I thought the government might like to make the first contribution, but it is slower off the mark in the debate on these amendments than it was earlier today. I made it clear at the commencement of the committee stage that the shadow minister for transport would be happy to work with premiers to implement some of the recommendations of the Commonwealth and state ministers but that he does not support handing over planning responsibility to the states and territories. It is our view that non-aviation development is a very important part of airport operations. It is a critical source of funding for future aviation development. Labor’s decision to privatise the airports has relieved the taxpayers of a very large burden for the future. Airports are a strategic national infrastructure item and airport development is contentious by its very nature.

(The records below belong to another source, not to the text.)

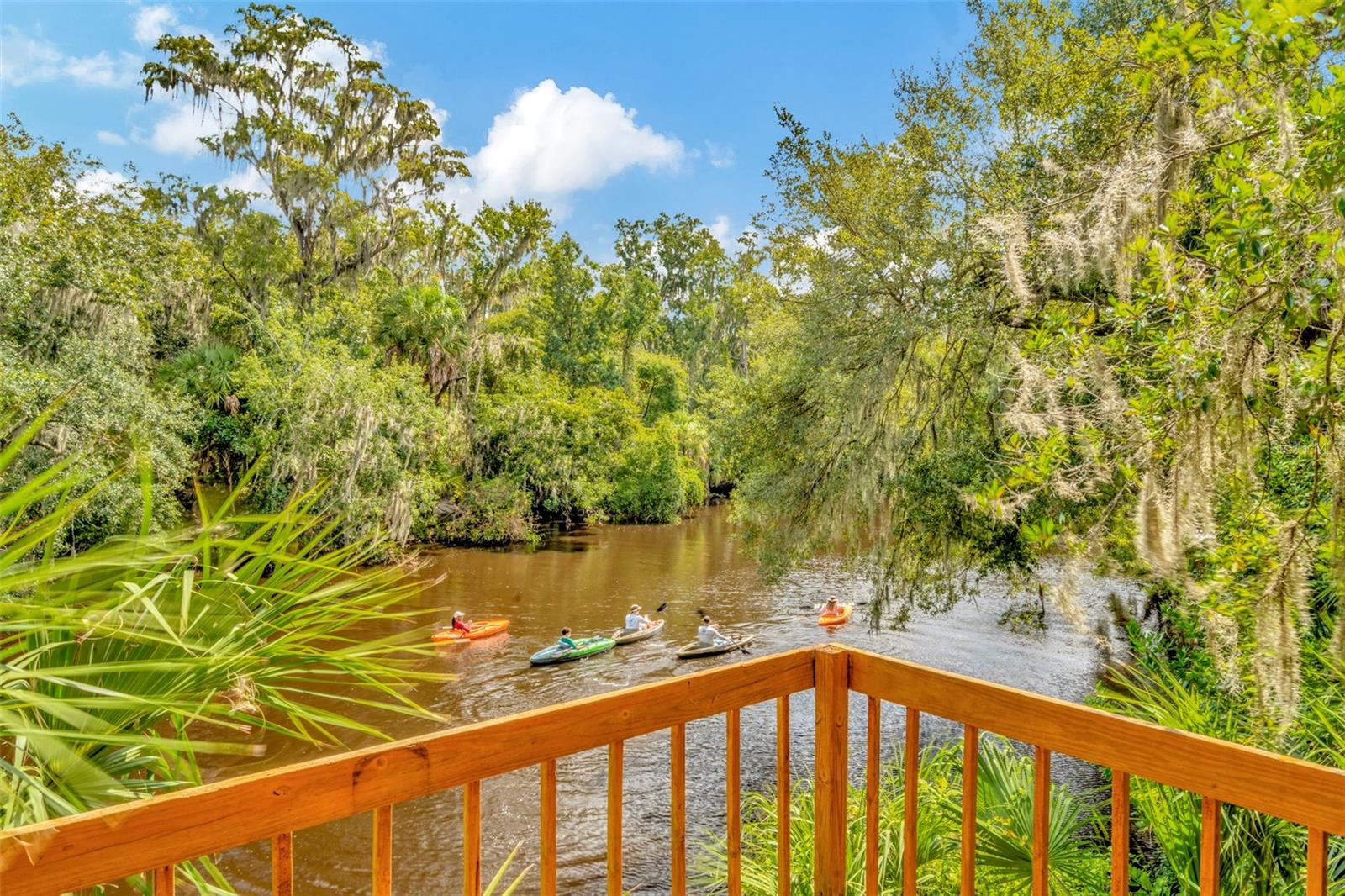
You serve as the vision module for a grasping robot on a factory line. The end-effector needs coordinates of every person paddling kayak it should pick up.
[695,616,728,647]
[625,604,654,631]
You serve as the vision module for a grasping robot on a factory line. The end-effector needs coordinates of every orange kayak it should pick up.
[818,604,854,625]
[430,619,509,643]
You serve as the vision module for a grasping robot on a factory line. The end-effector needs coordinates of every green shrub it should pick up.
[607,423,704,524]
[695,737,1110,896]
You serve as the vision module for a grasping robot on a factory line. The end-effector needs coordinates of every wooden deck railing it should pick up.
[0,646,1345,896]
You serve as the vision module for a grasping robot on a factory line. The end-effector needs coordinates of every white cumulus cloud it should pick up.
[462,79,686,209]
[143,99,224,157]
[132,3,177,47]
[704,140,737,168]
[76,168,130,197]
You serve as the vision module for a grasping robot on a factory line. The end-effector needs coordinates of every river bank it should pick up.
[224,504,1139,893]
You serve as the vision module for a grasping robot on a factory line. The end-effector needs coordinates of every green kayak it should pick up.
[529,635,616,666]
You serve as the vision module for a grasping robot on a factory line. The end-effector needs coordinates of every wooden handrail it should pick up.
[0,645,1345,896]
[849,648,1345,835]
[0,647,814,896]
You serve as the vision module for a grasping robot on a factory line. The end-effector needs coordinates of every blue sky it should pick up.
[0,0,973,257]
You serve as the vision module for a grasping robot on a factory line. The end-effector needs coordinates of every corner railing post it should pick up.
[812,645,850,896]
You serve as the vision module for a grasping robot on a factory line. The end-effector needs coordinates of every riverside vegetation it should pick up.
[8,0,1345,894]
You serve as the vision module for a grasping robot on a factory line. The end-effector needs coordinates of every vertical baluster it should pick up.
[724,709,742,896]
[607,740,625,896]
[775,697,794,893]
[812,645,850,896]
[1031,746,1051,896]
[542,759,556,896]
[271,831,294,896]
[863,697,883,896]
[671,724,686,896]
[1200,797,1220,896]
[1111,771,1130,896]
[901,706,920,896]
[374,806,393,896]
[962,725,980,896]
[462,780,482,896]
[1307,827,1327,896]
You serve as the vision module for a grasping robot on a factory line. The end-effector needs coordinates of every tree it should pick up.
[535,235,614,386]
[374,284,467,403]
[143,4,467,308]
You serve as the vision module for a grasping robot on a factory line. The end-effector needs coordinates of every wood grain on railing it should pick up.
[541,759,556,896]
[775,697,794,893]
[1307,827,1327,896]
[271,831,294,896]
[812,645,850,896]
[863,697,883,896]
[962,725,980,896]
[462,780,482,896]
[724,709,742,896]
[1111,772,1130,896]
[607,740,625,896]
[10,645,1345,896]
[0,648,814,896]
[901,705,920,896]
[850,648,1345,835]
[1031,746,1051,896]
[671,724,686,896]
[374,806,393,896]
[1200,797,1220,896]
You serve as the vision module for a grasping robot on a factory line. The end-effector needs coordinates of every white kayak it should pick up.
[677,635,756,659]
[612,619,663,645]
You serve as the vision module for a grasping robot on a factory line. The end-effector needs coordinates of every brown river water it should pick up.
[220,504,1139,894]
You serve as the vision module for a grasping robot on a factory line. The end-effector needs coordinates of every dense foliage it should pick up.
[731,0,1345,893]
[8,0,1345,893]
[697,737,1108,896]
[0,5,773,547]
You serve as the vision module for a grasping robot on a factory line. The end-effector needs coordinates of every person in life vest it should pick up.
[695,616,728,647]
[625,604,654,631]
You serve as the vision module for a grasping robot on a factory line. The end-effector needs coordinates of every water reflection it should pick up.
[224,506,1138,893]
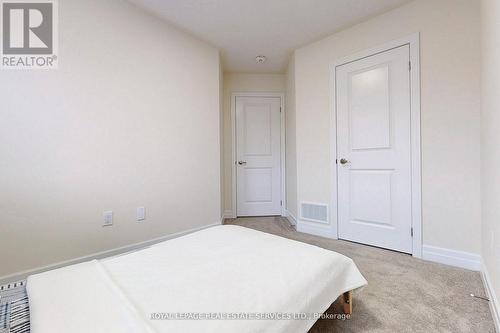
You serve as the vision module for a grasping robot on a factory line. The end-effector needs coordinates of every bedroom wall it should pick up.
[285,54,298,220]
[0,0,221,276]
[295,0,480,254]
[481,0,500,322]
[224,73,286,216]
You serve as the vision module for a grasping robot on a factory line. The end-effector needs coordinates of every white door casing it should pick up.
[235,96,282,216]
[335,45,412,253]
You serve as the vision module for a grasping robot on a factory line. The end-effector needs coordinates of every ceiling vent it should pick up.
[255,56,267,64]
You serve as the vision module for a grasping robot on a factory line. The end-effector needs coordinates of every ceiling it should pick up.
[130,0,410,73]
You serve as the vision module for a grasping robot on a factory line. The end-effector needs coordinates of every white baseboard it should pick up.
[0,223,220,285]
[224,209,236,219]
[422,245,481,271]
[481,264,500,332]
[285,209,297,226]
[297,221,337,239]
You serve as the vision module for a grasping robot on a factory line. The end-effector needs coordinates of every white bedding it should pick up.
[27,226,366,333]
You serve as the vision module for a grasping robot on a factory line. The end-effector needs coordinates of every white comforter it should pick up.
[27,226,366,333]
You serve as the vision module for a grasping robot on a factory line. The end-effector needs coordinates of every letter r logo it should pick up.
[2,2,54,54]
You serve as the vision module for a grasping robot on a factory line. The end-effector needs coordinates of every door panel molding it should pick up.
[323,32,422,258]
[231,92,286,218]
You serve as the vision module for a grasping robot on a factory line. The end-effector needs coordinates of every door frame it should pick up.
[231,92,286,218]
[330,32,422,258]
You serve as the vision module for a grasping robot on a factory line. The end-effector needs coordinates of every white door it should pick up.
[336,45,412,253]
[236,97,281,216]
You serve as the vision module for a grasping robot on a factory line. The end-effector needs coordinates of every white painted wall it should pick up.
[0,0,221,276]
[224,73,286,213]
[295,0,481,254]
[285,54,298,219]
[481,0,500,322]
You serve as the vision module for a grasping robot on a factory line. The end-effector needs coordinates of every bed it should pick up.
[27,225,367,333]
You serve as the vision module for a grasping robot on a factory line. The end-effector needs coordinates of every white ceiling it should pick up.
[130,0,410,73]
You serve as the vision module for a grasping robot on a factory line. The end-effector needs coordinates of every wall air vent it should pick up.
[300,202,328,224]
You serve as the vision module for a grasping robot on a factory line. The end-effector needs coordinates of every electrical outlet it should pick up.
[136,207,146,222]
[102,211,113,227]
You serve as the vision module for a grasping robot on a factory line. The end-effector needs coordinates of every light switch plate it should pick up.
[102,211,113,227]
[136,207,146,222]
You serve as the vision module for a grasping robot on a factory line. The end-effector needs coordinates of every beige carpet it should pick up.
[226,217,495,333]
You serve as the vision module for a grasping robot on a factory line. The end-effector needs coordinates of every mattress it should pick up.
[27,226,367,333]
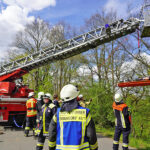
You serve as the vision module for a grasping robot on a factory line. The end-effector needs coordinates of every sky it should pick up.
[0,0,142,59]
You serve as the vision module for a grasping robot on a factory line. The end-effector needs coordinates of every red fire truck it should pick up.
[0,13,149,125]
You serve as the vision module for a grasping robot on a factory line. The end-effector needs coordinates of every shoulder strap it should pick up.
[113,102,127,111]
[48,103,56,109]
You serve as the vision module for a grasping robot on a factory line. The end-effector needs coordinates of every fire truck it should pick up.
[0,4,150,125]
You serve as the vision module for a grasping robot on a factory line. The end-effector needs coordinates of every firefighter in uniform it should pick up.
[49,84,98,150]
[35,92,44,135]
[25,92,37,137]
[77,94,92,107]
[36,93,57,150]
[53,94,60,108]
[113,93,131,150]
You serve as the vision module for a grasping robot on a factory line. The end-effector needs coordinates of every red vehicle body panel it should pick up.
[0,69,33,123]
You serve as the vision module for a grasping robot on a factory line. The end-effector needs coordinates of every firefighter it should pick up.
[25,92,37,137]
[113,93,131,150]
[53,94,60,108]
[35,92,44,135]
[36,93,57,150]
[49,84,98,150]
[77,94,92,107]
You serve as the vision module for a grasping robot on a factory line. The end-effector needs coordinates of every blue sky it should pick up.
[29,0,142,27]
[0,0,143,58]
[30,0,105,26]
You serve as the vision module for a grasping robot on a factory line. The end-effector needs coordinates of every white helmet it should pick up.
[78,94,83,98]
[60,84,80,102]
[38,92,44,99]
[114,93,123,103]
[43,93,52,100]
[28,92,34,97]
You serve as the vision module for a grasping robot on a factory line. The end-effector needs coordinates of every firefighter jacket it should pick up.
[39,103,57,136]
[36,99,44,123]
[49,104,98,150]
[53,99,60,108]
[26,98,37,117]
[113,102,131,129]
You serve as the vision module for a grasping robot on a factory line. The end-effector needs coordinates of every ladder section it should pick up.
[0,18,140,76]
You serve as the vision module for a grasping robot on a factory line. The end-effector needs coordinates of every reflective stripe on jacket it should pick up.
[39,103,57,136]
[113,102,130,129]
[26,98,37,117]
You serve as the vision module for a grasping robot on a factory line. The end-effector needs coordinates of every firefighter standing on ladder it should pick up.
[49,84,98,150]
[25,92,37,137]
[36,93,57,150]
[113,93,131,150]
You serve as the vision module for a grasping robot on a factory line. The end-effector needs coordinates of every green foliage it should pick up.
[82,83,114,127]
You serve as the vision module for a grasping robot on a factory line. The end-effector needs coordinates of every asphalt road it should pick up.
[0,130,136,150]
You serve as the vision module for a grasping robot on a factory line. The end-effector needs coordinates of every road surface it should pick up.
[0,130,136,150]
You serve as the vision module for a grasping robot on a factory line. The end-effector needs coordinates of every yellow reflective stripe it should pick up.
[37,142,44,147]
[86,113,91,125]
[90,141,98,149]
[120,111,126,128]
[81,122,86,144]
[113,141,119,144]
[27,111,37,116]
[53,115,57,123]
[25,127,30,130]
[48,141,56,147]
[56,142,89,150]
[123,143,128,147]
[43,107,48,133]
[48,103,55,109]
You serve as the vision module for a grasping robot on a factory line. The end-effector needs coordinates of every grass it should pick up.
[96,126,150,150]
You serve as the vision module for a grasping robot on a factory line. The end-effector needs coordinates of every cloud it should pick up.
[4,0,56,11]
[0,0,56,58]
[104,0,127,17]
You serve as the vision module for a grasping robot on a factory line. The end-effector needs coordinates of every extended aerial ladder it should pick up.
[0,9,150,122]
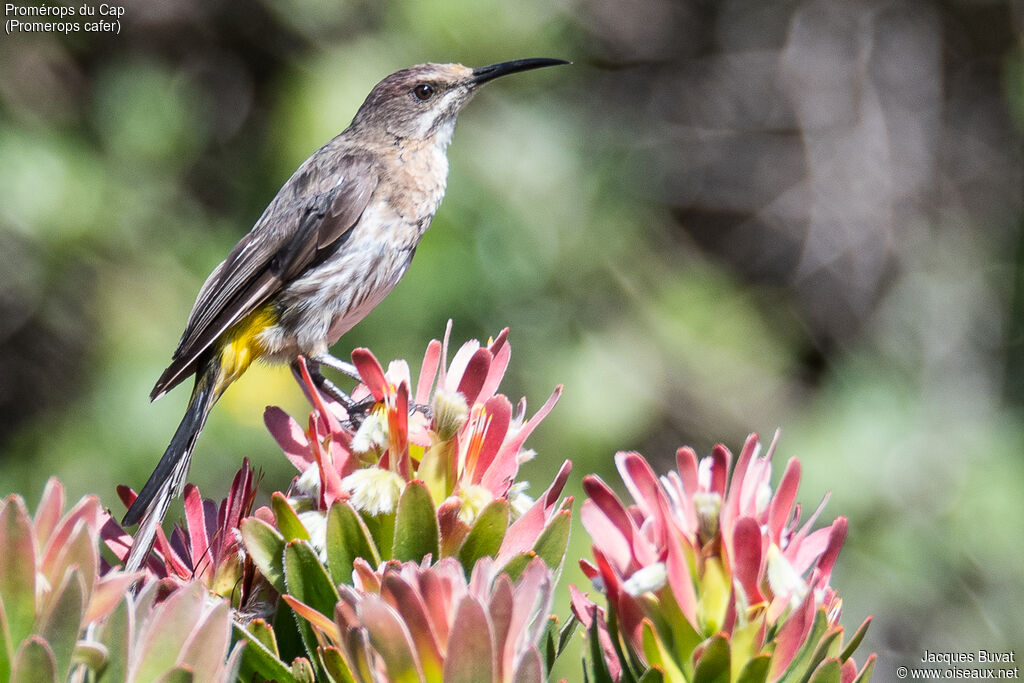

The opposition’s view is that federal government is the right level of government to deal with airport planning, and Labor in government will continue to support that principle, so we will not be supporting an amendment that is a direct negative to that proposition. We put forward a number of amendments which we believe would have required a very transparent process in which the Commonwealth minister would have to have regard to the state and territory planning laws and publish reasons why he differed from those bodies on any particular development, approved or otherwise. We are of the view that there ought to be appropriate transparency and very clear consideration of those matters, but we are not persuaded to the view that we should throw out the concept that aviation-planning responsibility, which has been with the federal government since the privatisation of airports or indeed before that, ought not continue that way. So we will not be supporting the amendments.

Frankly, it is a spurious concept that the outcome of the planning process for developments at Hobart airport is relevant to this amendment. That process is being conducted under the current legislation, and it is our view that if this bill were amended in the way proposed it would not impact on that particular development.

Question put:

That the amendments (Senator Milne’s) be agreed to.

Bill, as amended, agreed to.

Bill reported with amendments; report adopted.